In his last decades, Schlesinger became more pessimistic about the country's future. He broke with liberal intellectuals and became one of the fiercest critics of multiculturalism, a trend which he felt has the potential to rip the country apart. He also attacked the "imperial presidency," a phrase he coined to describe the Nixon administration.
Arthur Meier Schlesinger, Jr., was born Oct. 15, 1917, in Xenia, Ohio, to a family of prominent historians. He enrolled at Harvard at 16 and graduated summa cum laude in 1938, two years ahead of his contemporary Kennedy.
In the early 1940s, Schlesinger went to Washington to serve aid in the war effort. He was assigned to the Office of War Information, and later with the Office of Strategic Services.

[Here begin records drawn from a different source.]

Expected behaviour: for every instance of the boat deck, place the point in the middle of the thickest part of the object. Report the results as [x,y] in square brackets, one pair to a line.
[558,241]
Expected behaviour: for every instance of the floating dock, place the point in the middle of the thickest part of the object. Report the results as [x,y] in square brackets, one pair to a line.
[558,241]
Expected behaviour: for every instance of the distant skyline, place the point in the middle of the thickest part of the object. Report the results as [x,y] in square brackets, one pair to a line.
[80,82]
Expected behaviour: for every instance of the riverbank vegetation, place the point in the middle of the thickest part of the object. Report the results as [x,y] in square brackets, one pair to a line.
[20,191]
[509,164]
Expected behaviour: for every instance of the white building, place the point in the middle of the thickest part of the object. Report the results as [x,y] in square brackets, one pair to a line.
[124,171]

In 1960, Schlesinger joined the Kennedy administration as special assistant and unofficial historian. Schlesinger remained at the White House until 1964, advising the president against the failed Bay of Pigs invasion and acting as the administration's liaison to the American intellectual community.
In this role, he had a front-row seat during the Cuban missile crisis, which he portrayed vividly in his books. His opposition to Cuban dictator Fidel Castro did not extend to the country's famous cigars, of which he was a lifelong aficionado.
Schlesinger left government service and became an outspoken critic of the Vietnam War. While he never abandoned his faith in liberal ideals, his outlook became increasingly pessimistic, especially after the assassination of Robert Kennedy.
Schlesinger's last book, published in 2004, was "War and the American Presidency." In it, he returned to the theme of the imperial presidency, criticizing the unilateralism in the Bush administration.